A Benevento la corsa benefica in pigiama per i bambini affetti da tumore

Si corre in pigiama a Benevento per i bambini malati affetti da patologie oncologiche con il testimonial d’eccezione Luca Abete, inviato di ‘Striscia la Notizia’: taglio del nastro oro, simbolo internazionale dedicato alla sensibilizzazione dei tumori pediatrici, questa sera alle 19 a piazza Risorgimento con la campionessa di scherma Francesca Boscarelli, l’assessore alle Politiche Sociali Carmen Coppola e il presidente della Lilt di Benevento Salvatore Francione. La “Pigiama Run Lilt 2022”, maratona di beneficenza con il ricavato dedicato al reparto di oncologia pediatrica dell’ospedale Santobono-Pausilipon di Napoli, ha visto i tanti volontari aderenti all’iniziativa correre o camminare con partenza dalla centralissima piazza sannita percorrendo via Perasso, viale degli Atlantici, via Meomartini e viale Mellusi. Diversi gli esponenti che hanno aderito all’iniziativa, sia politici, dalla senatrice Sandra Lonardo, sia istituzionali come il presidente dell’Asi Luigi Barone, l’Asl, la Croce Rossa, l’Unisannio e rappresentanti del Benevento Calcio.

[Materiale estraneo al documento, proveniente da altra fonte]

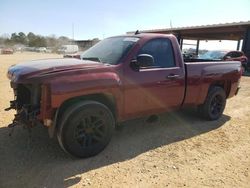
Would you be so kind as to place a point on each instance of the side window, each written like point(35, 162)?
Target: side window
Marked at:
point(162, 52)
point(230, 54)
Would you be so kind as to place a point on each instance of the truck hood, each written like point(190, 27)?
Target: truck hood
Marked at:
point(39, 68)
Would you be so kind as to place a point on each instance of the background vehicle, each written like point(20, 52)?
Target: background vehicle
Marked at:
point(7, 51)
point(68, 49)
point(227, 56)
point(76, 55)
point(119, 78)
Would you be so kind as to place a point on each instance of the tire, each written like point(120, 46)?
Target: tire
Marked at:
point(243, 70)
point(214, 105)
point(85, 129)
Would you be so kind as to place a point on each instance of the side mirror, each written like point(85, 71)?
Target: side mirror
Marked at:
point(227, 57)
point(142, 60)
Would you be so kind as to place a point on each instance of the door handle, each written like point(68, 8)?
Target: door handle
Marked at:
point(172, 76)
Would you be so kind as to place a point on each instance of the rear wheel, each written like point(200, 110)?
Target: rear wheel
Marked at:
point(85, 129)
point(214, 104)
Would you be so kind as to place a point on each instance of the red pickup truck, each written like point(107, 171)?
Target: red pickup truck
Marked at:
point(119, 78)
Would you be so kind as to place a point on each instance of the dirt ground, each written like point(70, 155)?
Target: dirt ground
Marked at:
point(180, 150)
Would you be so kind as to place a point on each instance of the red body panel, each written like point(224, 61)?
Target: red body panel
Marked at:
point(137, 93)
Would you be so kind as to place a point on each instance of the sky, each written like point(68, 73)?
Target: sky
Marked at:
point(100, 19)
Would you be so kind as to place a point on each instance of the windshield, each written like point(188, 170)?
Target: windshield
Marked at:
point(213, 55)
point(110, 50)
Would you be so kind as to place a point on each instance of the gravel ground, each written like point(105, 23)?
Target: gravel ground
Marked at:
point(179, 150)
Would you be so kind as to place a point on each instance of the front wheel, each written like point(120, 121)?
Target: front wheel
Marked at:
point(85, 129)
point(214, 104)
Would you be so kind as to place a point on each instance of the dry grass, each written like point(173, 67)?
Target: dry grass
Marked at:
point(179, 150)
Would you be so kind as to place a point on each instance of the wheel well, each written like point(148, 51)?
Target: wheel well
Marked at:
point(106, 99)
point(226, 85)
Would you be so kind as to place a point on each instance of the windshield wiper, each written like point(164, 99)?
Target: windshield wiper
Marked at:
point(97, 59)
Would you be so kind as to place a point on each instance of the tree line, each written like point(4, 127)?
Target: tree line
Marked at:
point(33, 40)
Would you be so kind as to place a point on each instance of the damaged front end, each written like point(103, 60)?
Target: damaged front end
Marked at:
point(26, 103)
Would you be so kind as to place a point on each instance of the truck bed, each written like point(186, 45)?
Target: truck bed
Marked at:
point(201, 75)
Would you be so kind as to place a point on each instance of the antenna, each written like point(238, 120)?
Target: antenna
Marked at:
point(171, 24)
point(73, 32)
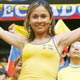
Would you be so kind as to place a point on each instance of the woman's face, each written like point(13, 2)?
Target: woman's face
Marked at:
point(18, 68)
point(40, 20)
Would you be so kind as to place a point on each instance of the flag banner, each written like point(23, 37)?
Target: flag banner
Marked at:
point(10, 12)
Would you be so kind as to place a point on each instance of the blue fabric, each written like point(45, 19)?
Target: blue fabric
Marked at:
point(14, 53)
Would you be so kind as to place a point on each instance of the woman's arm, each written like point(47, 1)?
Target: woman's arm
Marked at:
point(67, 38)
point(11, 38)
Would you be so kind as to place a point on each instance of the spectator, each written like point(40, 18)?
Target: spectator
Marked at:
point(72, 72)
point(42, 48)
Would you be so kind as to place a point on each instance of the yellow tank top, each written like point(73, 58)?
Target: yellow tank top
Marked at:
point(39, 61)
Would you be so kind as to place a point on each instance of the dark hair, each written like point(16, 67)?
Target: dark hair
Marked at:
point(33, 6)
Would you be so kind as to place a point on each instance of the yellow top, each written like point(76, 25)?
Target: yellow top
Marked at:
point(40, 61)
point(69, 73)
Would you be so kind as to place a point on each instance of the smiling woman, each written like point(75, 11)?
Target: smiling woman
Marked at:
point(42, 48)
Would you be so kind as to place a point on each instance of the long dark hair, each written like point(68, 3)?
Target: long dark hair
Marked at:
point(31, 8)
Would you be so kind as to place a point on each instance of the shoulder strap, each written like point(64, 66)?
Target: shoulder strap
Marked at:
point(54, 42)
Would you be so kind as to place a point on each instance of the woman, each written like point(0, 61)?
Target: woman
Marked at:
point(17, 69)
point(41, 50)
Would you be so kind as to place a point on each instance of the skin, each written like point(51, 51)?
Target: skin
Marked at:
point(40, 29)
point(74, 53)
point(17, 70)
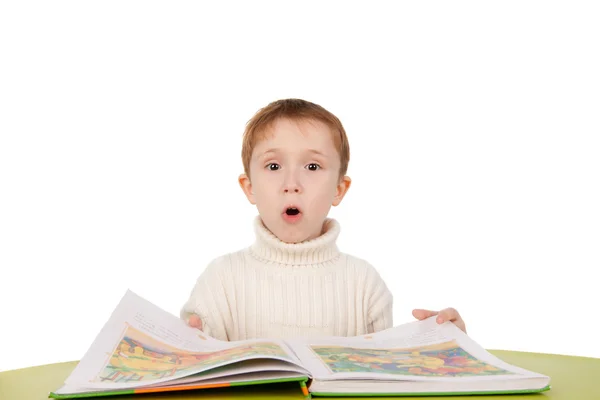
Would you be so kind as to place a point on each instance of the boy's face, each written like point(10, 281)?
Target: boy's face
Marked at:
point(294, 179)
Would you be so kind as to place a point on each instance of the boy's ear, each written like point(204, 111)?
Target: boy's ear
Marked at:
point(341, 189)
point(246, 186)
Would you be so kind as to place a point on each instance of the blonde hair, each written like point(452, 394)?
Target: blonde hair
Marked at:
point(295, 110)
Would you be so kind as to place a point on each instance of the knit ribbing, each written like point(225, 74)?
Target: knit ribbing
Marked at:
point(281, 290)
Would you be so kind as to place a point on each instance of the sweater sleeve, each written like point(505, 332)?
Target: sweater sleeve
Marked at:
point(380, 303)
point(208, 300)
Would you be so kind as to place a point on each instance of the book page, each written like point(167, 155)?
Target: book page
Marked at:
point(142, 345)
point(422, 350)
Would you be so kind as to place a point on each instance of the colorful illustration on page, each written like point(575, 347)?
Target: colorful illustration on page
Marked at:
point(440, 360)
point(139, 357)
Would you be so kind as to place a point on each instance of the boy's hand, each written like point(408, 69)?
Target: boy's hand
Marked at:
point(195, 322)
point(447, 314)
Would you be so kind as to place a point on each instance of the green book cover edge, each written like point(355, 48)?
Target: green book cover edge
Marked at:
point(430, 394)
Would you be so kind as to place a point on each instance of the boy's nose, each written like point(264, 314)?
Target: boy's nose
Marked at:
point(291, 188)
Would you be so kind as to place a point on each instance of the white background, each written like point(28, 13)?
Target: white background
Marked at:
point(474, 131)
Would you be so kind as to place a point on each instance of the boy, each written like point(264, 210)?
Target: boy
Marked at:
point(293, 281)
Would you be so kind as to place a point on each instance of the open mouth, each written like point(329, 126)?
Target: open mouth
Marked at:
point(291, 211)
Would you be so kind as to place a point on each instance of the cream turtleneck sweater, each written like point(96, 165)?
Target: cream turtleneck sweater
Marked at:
point(279, 290)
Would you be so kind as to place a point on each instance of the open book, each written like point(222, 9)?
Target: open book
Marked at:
point(143, 349)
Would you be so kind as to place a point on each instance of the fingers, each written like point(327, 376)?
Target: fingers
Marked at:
point(195, 322)
point(446, 315)
point(421, 314)
point(451, 315)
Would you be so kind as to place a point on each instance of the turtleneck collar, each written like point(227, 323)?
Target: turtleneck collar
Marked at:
point(322, 249)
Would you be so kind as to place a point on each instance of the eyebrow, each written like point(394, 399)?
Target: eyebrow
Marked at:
point(312, 151)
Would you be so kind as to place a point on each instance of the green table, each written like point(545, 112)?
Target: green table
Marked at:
point(572, 378)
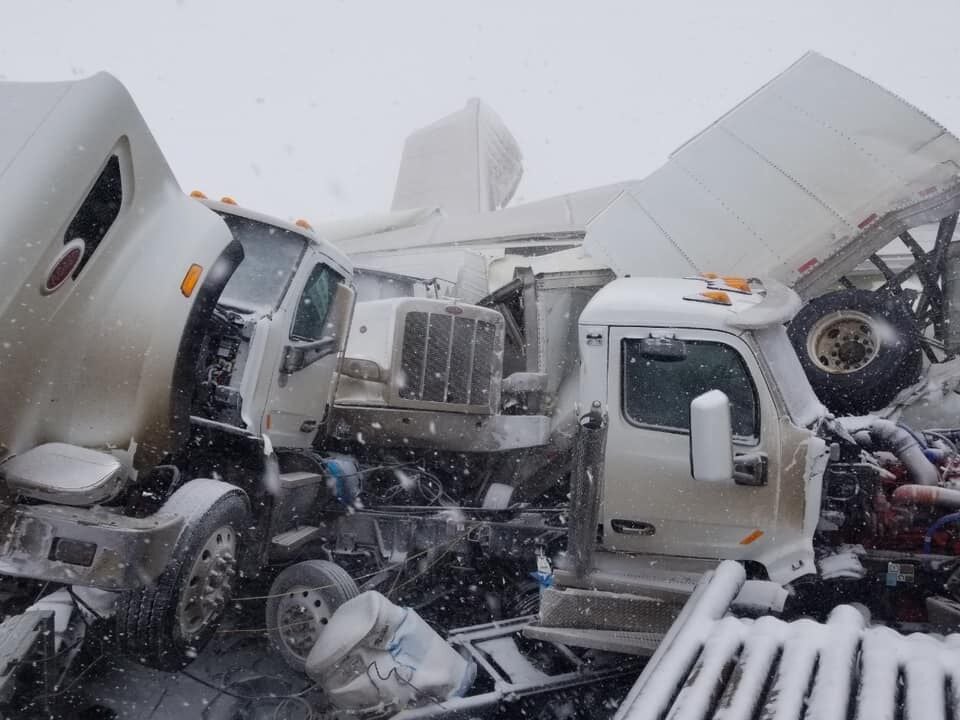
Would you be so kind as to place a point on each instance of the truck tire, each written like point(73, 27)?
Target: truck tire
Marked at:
point(302, 599)
point(166, 624)
point(858, 348)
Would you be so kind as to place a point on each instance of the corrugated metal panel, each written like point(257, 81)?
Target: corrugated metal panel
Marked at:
point(714, 665)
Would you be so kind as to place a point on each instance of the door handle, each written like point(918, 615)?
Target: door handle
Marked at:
point(750, 469)
point(632, 527)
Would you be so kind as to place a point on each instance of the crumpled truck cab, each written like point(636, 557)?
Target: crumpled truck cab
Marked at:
point(108, 276)
point(98, 293)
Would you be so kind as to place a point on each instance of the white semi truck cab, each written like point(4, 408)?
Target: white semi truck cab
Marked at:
point(649, 348)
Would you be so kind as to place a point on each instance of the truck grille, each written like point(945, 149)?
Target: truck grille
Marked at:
point(447, 359)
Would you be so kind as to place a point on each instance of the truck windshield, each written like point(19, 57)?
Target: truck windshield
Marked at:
point(271, 256)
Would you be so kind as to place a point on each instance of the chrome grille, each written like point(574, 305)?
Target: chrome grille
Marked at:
point(447, 359)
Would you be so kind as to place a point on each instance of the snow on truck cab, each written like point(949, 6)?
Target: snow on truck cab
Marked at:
point(149, 342)
point(678, 479)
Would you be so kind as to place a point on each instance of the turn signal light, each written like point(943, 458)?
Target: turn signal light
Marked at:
point(716, 296)
point(190, 280)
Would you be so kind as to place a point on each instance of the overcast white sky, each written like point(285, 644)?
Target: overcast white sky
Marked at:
point(300, 109)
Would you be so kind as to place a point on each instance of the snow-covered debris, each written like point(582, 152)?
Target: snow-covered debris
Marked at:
point(715, 665)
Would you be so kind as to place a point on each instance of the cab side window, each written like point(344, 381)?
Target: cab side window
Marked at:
point(657, 392)
point(97, 213)
point(310, 322)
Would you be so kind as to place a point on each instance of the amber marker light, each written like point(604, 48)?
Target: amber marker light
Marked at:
point(191, 279)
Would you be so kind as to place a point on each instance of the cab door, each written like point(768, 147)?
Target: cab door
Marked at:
point(651, 503)
point(314, 332)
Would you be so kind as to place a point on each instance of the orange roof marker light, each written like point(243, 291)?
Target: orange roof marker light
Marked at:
point(737, 283)
point(714, 297)
point(190, 279)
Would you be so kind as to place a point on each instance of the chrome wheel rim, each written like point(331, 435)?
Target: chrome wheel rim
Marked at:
point(844, 342)
point(302, 614)
point(207, 586)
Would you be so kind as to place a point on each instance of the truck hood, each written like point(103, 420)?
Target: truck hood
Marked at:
point(93, 362)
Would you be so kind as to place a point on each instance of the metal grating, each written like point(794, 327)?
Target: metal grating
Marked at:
point(714, 665)
point(447, 359)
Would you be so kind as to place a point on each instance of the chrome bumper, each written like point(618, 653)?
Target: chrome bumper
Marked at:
point(85, 546)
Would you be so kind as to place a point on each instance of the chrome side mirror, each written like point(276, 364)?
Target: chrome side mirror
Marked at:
point(711, 438)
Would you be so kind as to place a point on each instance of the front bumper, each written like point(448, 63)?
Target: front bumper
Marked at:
point(85, 546)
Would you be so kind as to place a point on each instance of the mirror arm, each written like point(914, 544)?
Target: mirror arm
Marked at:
point(300, 355)
point(750, 469)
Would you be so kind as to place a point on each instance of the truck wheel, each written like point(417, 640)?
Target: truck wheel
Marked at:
point(858, 348)
point(302, 600)
point(164, 625)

“Questa è la nostra prima edizione e l’unica in programma in Campania. Siamo entusiasti, per noi è un vanto sensibilizzare ed essere d’aiuto alle persone in particolare ai bambini e pensiamo di proseguire dal successo che stiamo avendo e dalla sensibilità dimostrata dalle persone a favore del reparto oncologico del Santobono. E’ un qualcosa di meritevole e l’anno prossimo daremo ancora più forza a questa manifestazione” ha dichiarato Francione, mentre il direttore sanitario del nosocomio partenopeo Vincenzo Giordano si è soffermato sulle cure e sull’assistenza al bambino oncologico che “ha un impatto emotivo notevole: il professionista garantisce il 100% della presa in carico del bambino e trasmette il know how al genitore o al familiare che supporta il bambino. Queste manifestazioni oltre a rafforzare tale aspetto, aiutano anche a sviluppare un concetto di continuità territoriale in modo tale che anche il cittadino di un’area più periferica possa contare sul centro. Durante la pandemia poi abbiamo garantito la presa in carico dei pazienti in maniera costante con aree, percorsi e stanze dedicati”.

Per il testimonial Luca Abete, molto legato a Benevento dove ha mosso i primi passi fino a diventare un noto personaggio televisivo, si tratta del “giusto mix di follia, profondità e intensità, un modo per fare qualcosa di concreto e ritrovarsi intorno a una sfida che si porta avanti nel volontariato e nell’assistenza. Do il mio contributo e lo faccio volentieri anche perché sono molto legato a questa città e a chi si spende per coloro che ne hanno bisogno. Nei giorni scorsi ho cercato di aggregare un po’ tutti sui social e devo dire che Benevento ha risposto benissimo. E’ questo che riempie di gioia le tante persone che s’impegnano, se ognuno fa la propria parte può dare il meglio per coloro che ne hanno bisogno”. E infine il messaggio ai bambini: “Dico loro che ci sono alti e bassi ma non ci ferma nessuno. Purtroppo in certi momenti ti sembra tutto più buio e ti lasci andare ma questi bambini hanno la fortuna di avere dietro famiglie straordinarie e grandi professionisti che li affiancano”.